There is no prospect of these global inflationary pressures easing. Emerging nations are enjoying rising aspirations, higher living standards, and rising incomes. Demands for food, consumer goods, automobiles, and trucks are increasing, and so are the demands for improved education and labor training. The result is increases in costs that are rising more rapidly than technology can reduce them.
Our ballooning trade deficit is a function of these global forces. Fortunately, foreign investors have been happy to underwrite our red ink by pumping nearly $800 billion into our financial markets annually. Asian banks especially have been buying large quantities of dollars and dollar-denominated securities. The big question is how much these accumulated savings will be siphoned off by our trading partners for their own domestic growth. Clearly, rising global real yield will put a floor under U.S. interest rates, limiting our ability to manage our monetary policy.
The "golden age" has therefore resulted in an immense rise in foreign ownership of all American securities. Foreigners own more than half the federal debt, about a third of corporate bonds, and 13 percent of the U.S. stock market. This represents an accumulating claim on the future output of the United States and foretells an increasing flow of dividends and interest payments abroad.
It doesn't help that Americans save so little. Personal saving rates over the past 15 years have gone down from 7 ½ percent to zero. The aggregate national saving rate, which includes the public sector and private corporations, has dropped from 13 percent in the 1960s to 0.8 percent last year. The average American with an income of about $40,000 saves virtually nothing, while the average Chinese, earning somewhat above $2,000 a year, puts away about 20 percent of his income. Compound a low savings rate with a trade gap that has nearly doubled to 7 percent of gross domestic product over 20 years, and we can understand why the net international investment position of the United States has declined from what was a modest plus-5 percent of GDP in the mid-1980s to its current minus-20 percent.

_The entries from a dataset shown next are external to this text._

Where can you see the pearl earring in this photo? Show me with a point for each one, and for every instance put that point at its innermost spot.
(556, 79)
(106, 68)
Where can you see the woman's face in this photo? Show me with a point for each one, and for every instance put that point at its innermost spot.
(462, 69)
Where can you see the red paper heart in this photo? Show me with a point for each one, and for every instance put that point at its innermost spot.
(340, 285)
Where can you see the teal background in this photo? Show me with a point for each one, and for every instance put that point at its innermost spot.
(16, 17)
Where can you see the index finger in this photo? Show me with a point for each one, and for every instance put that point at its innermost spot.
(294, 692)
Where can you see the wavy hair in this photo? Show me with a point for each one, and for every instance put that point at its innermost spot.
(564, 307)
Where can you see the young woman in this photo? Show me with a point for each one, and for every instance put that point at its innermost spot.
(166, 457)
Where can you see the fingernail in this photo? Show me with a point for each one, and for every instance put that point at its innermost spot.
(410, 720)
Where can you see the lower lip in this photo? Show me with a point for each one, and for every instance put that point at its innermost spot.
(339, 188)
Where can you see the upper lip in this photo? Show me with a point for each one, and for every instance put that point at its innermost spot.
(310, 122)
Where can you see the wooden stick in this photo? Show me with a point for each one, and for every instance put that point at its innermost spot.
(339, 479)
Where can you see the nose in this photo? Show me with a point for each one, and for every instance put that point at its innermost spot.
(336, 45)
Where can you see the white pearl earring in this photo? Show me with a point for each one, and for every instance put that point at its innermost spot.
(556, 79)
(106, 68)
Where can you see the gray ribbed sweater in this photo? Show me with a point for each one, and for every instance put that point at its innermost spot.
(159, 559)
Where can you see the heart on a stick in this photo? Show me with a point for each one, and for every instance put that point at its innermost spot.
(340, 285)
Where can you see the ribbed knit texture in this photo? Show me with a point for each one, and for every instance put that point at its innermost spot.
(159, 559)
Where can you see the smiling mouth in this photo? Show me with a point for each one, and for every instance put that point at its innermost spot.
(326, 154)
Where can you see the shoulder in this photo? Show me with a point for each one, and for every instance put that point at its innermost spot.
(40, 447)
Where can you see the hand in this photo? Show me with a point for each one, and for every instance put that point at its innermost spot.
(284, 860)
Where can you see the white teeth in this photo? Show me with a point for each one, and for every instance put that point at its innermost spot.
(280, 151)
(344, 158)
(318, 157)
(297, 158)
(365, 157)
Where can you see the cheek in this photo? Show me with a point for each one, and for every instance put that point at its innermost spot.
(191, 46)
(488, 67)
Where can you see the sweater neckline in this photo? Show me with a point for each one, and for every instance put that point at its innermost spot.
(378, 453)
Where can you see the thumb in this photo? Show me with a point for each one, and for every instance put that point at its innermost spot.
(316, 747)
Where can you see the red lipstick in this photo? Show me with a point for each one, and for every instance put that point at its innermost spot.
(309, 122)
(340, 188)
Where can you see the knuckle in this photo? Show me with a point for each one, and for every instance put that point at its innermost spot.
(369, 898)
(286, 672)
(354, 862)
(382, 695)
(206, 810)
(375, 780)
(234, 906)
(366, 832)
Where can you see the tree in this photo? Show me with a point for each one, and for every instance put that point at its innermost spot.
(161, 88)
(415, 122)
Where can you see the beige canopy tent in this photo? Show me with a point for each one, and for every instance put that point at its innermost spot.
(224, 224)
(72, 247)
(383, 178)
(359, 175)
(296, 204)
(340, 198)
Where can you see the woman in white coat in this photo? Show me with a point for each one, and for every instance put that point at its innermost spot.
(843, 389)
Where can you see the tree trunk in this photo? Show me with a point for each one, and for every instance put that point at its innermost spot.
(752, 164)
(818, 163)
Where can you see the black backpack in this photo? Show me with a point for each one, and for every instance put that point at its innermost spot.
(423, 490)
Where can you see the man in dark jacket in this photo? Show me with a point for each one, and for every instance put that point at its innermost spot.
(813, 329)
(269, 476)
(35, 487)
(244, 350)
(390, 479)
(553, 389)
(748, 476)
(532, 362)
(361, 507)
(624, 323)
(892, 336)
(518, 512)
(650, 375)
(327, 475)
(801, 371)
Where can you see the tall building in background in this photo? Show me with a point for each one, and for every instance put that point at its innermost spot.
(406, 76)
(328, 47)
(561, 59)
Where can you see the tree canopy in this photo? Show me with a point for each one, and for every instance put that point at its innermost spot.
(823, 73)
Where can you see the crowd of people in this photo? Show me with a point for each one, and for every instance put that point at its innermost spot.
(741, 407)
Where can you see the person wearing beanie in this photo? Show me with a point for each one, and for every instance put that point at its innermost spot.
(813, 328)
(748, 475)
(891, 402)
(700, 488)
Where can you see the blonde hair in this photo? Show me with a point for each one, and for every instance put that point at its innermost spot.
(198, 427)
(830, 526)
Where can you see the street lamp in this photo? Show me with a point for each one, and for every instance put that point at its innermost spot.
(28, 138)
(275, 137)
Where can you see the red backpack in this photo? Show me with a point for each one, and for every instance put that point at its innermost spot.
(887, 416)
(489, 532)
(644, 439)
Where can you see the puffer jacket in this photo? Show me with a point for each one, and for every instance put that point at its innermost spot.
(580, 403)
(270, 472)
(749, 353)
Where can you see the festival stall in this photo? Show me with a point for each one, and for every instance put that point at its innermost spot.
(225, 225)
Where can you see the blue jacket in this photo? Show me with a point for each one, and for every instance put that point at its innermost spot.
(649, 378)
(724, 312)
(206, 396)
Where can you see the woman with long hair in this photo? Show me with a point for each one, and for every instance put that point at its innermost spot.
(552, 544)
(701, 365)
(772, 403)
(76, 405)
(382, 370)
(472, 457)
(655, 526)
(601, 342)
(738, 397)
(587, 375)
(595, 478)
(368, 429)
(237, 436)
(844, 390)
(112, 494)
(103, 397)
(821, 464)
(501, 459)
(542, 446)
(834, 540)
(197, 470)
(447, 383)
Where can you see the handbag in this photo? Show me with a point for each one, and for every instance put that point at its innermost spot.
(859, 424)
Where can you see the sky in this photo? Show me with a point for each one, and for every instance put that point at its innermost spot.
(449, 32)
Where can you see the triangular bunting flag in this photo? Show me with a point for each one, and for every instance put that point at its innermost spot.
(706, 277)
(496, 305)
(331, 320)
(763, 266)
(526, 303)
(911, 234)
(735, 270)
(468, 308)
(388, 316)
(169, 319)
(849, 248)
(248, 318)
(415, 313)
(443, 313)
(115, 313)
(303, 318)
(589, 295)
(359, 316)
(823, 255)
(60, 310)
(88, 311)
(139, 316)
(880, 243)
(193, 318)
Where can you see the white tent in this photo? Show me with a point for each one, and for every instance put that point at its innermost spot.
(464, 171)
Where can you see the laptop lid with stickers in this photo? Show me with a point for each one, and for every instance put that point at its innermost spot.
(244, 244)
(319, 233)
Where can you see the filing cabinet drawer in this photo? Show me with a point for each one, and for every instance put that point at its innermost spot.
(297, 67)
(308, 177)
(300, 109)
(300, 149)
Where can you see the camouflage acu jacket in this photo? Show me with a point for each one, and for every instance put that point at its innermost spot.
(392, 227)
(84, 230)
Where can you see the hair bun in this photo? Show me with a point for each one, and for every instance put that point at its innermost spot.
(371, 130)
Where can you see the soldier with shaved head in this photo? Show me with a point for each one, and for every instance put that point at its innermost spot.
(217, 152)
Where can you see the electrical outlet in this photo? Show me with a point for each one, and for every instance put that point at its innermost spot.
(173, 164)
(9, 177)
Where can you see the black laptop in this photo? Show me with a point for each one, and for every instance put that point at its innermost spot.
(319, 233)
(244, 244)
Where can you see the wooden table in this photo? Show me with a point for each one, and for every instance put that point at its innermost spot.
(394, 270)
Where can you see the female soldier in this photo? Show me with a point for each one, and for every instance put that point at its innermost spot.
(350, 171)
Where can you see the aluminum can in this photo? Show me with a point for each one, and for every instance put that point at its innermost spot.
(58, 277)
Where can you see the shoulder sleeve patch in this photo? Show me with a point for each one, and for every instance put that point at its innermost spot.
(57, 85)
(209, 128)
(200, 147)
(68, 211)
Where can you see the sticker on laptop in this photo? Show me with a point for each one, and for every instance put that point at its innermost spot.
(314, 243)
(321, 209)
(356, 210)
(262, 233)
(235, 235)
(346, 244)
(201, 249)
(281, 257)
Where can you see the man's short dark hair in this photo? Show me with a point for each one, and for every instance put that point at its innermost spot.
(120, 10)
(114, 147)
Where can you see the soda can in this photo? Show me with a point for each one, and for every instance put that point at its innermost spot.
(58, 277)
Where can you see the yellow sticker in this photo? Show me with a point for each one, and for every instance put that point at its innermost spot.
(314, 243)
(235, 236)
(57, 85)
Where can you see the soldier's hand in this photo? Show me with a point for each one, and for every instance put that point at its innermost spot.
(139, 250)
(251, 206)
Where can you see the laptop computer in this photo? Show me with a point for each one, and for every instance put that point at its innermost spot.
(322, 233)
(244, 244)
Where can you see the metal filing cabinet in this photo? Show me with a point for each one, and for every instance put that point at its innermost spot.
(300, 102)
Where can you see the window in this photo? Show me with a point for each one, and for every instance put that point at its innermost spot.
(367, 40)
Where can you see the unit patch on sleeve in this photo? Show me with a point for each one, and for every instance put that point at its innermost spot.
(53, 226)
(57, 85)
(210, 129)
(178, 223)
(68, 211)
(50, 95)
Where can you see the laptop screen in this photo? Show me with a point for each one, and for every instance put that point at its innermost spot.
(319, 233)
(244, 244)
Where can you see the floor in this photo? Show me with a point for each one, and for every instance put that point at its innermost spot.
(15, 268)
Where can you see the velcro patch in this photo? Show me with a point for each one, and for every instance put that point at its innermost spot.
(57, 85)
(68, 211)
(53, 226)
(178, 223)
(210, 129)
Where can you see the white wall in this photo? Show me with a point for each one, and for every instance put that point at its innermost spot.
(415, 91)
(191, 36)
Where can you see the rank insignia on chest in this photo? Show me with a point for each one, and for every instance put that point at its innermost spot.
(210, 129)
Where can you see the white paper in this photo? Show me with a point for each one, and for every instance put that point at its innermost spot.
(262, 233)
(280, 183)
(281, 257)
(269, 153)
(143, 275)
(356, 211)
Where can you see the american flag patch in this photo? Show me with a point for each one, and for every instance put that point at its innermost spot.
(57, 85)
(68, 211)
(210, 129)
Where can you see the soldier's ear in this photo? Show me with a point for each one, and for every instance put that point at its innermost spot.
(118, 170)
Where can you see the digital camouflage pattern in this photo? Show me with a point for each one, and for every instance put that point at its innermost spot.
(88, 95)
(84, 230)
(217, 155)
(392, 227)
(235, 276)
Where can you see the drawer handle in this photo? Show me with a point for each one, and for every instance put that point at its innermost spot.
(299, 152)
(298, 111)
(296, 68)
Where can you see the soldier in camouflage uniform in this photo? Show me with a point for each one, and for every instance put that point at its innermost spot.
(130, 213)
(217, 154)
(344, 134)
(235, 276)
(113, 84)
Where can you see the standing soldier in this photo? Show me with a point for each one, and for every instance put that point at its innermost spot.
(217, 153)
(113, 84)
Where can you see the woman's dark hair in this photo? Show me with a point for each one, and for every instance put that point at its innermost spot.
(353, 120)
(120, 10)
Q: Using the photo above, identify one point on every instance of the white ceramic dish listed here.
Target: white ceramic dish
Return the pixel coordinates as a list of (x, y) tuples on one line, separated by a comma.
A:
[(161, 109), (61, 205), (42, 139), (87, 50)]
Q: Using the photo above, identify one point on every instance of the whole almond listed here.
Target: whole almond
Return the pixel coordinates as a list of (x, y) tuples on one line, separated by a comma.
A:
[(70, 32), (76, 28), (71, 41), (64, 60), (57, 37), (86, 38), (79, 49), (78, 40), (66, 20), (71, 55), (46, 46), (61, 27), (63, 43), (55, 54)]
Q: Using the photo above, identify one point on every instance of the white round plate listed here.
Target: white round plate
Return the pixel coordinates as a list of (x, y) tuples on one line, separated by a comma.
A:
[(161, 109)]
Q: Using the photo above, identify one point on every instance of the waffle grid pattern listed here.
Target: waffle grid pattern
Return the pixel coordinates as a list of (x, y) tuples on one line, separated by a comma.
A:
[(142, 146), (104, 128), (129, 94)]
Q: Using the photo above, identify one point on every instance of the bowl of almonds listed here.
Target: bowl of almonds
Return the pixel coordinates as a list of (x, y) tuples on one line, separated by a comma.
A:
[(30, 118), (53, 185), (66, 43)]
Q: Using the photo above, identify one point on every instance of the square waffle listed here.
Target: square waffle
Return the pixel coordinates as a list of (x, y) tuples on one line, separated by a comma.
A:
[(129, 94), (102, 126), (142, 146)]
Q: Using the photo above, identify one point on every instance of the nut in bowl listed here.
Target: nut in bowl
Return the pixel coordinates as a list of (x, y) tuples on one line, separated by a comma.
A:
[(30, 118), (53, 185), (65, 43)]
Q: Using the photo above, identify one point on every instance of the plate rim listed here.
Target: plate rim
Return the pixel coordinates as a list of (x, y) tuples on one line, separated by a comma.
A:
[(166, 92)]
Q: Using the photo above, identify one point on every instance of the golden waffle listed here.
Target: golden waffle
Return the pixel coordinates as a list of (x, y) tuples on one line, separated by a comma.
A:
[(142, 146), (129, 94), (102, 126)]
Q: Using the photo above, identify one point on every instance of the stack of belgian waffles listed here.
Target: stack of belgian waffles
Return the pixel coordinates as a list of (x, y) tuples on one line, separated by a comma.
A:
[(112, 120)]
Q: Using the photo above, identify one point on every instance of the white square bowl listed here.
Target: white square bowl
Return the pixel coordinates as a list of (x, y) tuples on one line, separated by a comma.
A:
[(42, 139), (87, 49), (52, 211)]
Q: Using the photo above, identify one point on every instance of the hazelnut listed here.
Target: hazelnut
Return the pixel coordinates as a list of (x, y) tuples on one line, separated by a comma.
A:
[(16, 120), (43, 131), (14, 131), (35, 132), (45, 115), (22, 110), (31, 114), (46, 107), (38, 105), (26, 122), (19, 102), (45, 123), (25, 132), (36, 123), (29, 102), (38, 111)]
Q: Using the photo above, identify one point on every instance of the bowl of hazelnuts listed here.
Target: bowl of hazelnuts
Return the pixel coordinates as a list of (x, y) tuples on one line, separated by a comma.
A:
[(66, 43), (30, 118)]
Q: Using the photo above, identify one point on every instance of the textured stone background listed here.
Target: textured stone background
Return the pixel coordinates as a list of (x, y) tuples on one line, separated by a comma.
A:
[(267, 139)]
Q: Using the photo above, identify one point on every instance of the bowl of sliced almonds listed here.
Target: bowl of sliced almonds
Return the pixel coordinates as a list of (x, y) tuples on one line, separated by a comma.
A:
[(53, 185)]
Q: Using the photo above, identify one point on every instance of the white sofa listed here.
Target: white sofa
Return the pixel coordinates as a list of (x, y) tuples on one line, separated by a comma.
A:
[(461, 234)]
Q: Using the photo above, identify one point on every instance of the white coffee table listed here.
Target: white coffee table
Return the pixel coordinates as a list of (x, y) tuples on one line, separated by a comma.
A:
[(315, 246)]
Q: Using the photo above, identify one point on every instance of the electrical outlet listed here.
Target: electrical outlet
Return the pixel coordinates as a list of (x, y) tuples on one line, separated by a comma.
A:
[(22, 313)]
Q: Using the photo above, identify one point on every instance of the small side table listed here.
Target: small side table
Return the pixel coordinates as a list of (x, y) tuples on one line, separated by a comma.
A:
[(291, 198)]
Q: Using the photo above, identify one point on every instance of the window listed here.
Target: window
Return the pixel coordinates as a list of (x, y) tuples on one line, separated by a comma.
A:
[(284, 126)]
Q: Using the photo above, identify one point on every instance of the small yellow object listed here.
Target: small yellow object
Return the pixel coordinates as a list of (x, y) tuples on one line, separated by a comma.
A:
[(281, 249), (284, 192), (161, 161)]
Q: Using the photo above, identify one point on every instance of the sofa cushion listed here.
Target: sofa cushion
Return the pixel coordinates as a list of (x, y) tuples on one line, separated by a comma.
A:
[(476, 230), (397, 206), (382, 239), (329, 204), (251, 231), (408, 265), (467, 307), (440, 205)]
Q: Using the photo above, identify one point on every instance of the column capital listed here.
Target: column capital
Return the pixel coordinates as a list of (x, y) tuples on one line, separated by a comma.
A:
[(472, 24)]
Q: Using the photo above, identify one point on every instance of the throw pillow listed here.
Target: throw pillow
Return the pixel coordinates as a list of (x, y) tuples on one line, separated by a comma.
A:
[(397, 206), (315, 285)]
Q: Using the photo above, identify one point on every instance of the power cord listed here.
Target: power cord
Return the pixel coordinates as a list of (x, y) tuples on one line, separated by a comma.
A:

In short, we are no longer as dominant in the world's economy as we were. Everybody's lives will be affected by that. That includes both national and individual rates of growth, as well as inflation and interest rates. The trend of gradual disinflation here and around the world that we have enjoyed for the past 25 years under the pressure of price competition from imports is drawing to an end. We are now looking at a period of rising inflation driven in good part by the economic successes around the world.